A Most Wanted Man is completely missable. Excluding his supporting role in the forthcoming installment of the fantastic Hunger Games series, this is the last starring performance of the late, great Philip Seymour Hoffman. What makes it even more tragic is that the movie itself is dull, tedious and shockingly repetitive. You can only hope that if you are given 2 hours and 6 minutes to live, that this is the film you are forced to watch.
Based on a novel by John le Carré, nothing meaningful happens from the beginning to a slightly surprising ending. Other than the performance by Grigoriy Dobrygin, playing a misunderstood Chechen immigrant that captures every scene that he is in , none of the other fine cast members cause you to remotely care about them or anyone else.
The entire film takes place in Hamburg, Germany, much of it involving Islamic immigrants from the Middle East. Adding to the film’s agony is the fact that everyone magically speaks English in some broken fashion. At a minimum sub-titles would have distracted the viewer’s attention from the dull script.

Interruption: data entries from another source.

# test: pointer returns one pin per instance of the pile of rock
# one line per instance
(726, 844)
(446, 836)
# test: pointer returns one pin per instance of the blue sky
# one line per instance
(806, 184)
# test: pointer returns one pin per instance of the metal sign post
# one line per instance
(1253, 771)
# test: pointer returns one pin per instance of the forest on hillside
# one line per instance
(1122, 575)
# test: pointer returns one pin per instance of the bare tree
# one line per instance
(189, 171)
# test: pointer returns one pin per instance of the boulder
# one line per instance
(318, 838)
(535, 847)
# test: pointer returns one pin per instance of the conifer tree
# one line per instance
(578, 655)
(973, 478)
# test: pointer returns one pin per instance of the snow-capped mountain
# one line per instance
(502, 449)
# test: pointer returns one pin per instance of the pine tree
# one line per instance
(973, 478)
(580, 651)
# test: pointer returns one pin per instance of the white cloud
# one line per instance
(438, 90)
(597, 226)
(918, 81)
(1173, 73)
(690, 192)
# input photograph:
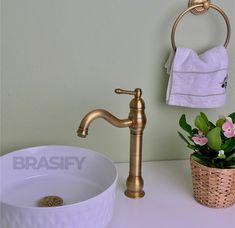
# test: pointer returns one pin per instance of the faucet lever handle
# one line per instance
(137, 92)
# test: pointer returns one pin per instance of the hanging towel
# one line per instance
(197, 81)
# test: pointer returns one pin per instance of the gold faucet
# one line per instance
(136, 121)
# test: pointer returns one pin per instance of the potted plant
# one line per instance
(213, 159)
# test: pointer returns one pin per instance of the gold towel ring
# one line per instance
(206, 6)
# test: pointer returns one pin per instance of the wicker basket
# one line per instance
(213, 187)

Mr. Hoffman is the leader of a European anti-terrorist governmental group whose clothes never change from their wrinkled state. While wanting to make the world a safer place, he spends his entire day chain-smoking and drinking whatever alcohol is available. Given the fact that Mr. Hoffman is profoundly overweight, it is regrettably easy to see how heroin could have led to his death.
Willem Dafoe plays a German banker caught up in the espionage, and he is effective in an uninteresting role. Rachel McAdams plays an immigration lawyer trying to help Dobrygin, but she fades into the woodwork like everyone else.
While Robin Wright appears as a British agent with little to do other than joining Mr. Hoffman in dressing the same throughout the film, I really wanted to see more from Daniel Bruhl. Though only seen here assisting Hoffman behind a computer, Mr. Bruhl was brilliant in Inglorious Basterds (2009) and Rush (2013).
Though this is a regrettable swan song for Mr. Hoffman as a leading actor, I want to remember him as I do Burt Lancaster, whose last appearance before his stroke was in Field of Dreams (1989). As this great actor, in his late 70s, walked across a cornfield where he was about to disappear, Ray Liotta, playing Shoeless Joe Jackson, looked at him and said, “Hey rookie, you were great.” Lancaster looked at him, smiled while making no response, and then disappeared into our collective memory.
I’d like to remember Mr. Hoffman in the same way.